Re: Bildiğimiz rüşvet artık rüşvet değil!
Görevi kötüye kullanma
MADDE 257- (1) Kanunda ayrıca suç olarak tanımlanan hâller dışında, görevinin gereklerine aykırı hareket etmek suretiyle, kişilerin mağduriyetine veya kamunun zararına neden olan ya da kişilere haksız bir kazanç sağlayan kamu görevlisi, bir yıldan üç yıla kadar hapis cezası ile cezalandırılır.
(2) Kanunda ayrıca suç olarak tanımlanan hâller dışında, görevinin gereklerini yapmakta ihmal veya gecikme göstererek, kişilerin mağduriyetine veya kamunun zararına neden olan ya da kişilere haksız bir kazanç sağlayan kamu görevlisi, altı aydan iki yıla kadar hapis cezası ile cezalandırılır.
(3) İrtikap suçunu oluşturmadığı takdirde, görevinin gereklerine uygun davranması için veya bu nedenle kişilerden kendisine veya bir başkasına çıkar sağlayan kamu görevlisi, birinci fıkra hükmüne göre cezalandırılır.
GEREKÇE:
Bir kamu göreviyle görevlendirilen kişi, bu kamu faaliyetinin yürütülmesi sırasında, görevinin gerekli kıldığı yükümlülüklere uygun hareket etmek zorundadırlar. Öyle ki; kamu faaliyetlerinin gerek eşitlik gerek liyakatlilik açısından adalet ilkelerine uygun yürütüldüğü hususunda toplumda hâkim olan güvenin, inancın sarsılmaması gerekir.
Bu yükümlülükle bağdaşmayan davranışlar, belli koşullar altında suç olarak tanımlanmıştır. Görevi kötüye kullanma suçu, bu bakımdan genel, tali ve tamamlayıcı bir suç olarak tanımlanmıştır.

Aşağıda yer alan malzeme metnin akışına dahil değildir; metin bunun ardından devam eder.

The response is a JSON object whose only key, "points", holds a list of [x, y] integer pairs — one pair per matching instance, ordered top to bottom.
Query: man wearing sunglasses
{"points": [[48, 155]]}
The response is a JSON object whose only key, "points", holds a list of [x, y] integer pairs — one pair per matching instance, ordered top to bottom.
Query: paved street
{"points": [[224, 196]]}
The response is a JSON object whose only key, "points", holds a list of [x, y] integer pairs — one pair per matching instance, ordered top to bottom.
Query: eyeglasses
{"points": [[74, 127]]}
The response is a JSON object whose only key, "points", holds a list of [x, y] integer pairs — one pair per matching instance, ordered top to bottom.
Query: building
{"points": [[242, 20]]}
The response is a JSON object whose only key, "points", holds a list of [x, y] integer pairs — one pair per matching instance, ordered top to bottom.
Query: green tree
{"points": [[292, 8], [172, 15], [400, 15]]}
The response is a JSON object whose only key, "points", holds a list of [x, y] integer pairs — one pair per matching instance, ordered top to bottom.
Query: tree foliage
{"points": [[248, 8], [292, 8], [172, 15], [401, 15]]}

Görevi kötüye kullanma suçunun oluşabilmesi için, gerçekleştirilen fiilin, kamu görevlisinin görevi alanına giren bir hususla ilgili olması gerekir.
Kamu görevinin gereklerine aykırı olan her fiili cezai yaptırım altına almak, suç ve ceza siyasetinin esaslarıyla bağdaşmamaktadır. Bu nedenle, görevin gereklerine aykırı davranışın belli koşulları taşıması hâlinde, görevi kötüye kullanma suçunun oluşturabileceği kabul edilmiştir. Buna göre, kamu görevinin gereklerine aykırı davranışın, kişilerin mağduriyetini sonuçlamış olması veya kamunun ekonomik bakımdan zararına neden olması ya da kişilere haksız bir kazanç sağlamış olması hâlinde, görevi kötüye kullanma suçu oluşabilecektir.
Görevin gereklerine aykırı davranışın, kişinin mağduriyetine neden olması gerekir. Bu mağduriyet, sadece ekonomik bakımdan uğranılan zararı ifade etmez. Mağduriyet kavramı, zarar kavramından daha geniş bir anlama sahiptir. Örneğin kişi, tabi tutulduğu sınavda başarılı olmasına rağmen, başarısız gösterilmiş olabilir. Bir imar planı uygulamasında, belli bir parsel, sahibine duyulan husumet dolayısıyla, plan tekniğine aykırı olarak, yeşil alan olarak gösterilmiş olabilir. Kişinin, kamusal bir finans kaynağından yararlanması için gerekli şartları taşıdığı hâlde, yararlanması engellenmiş olabilir. Kişinin, belli bir sınai veya ticari faaliyetle ilgili olarak gerekli izin koşullarını taşıdığı hâlde, bu faaliyeti engellenmiş olabilir.
Haklı olan işin görülmesinden sonra kişilerden yarar sağlanması da, görevi kötüye kullanma suçunu oluşturur. Çünkü, bu yarar, kamu görevlisi sıfatını taşıması ve işi görmüş olması dolayısıyla kişiye sağlanmaktadır. Bu gibi durumlarda, kişiler hakkının teslim edilmesi konusunda en azından bir kaygıyla hareket etmektedirler. Kamu görevlisine yarar sağlanması görünüşte rızaya dayalı olsa bile; kamusal görevlerin eşitlik ve liyakat esasına göre yürütüldüğü hususunda taşınan kaygı dolayısıyla, burada da bir mağduriyetin varlığını kabul etmek gerekir.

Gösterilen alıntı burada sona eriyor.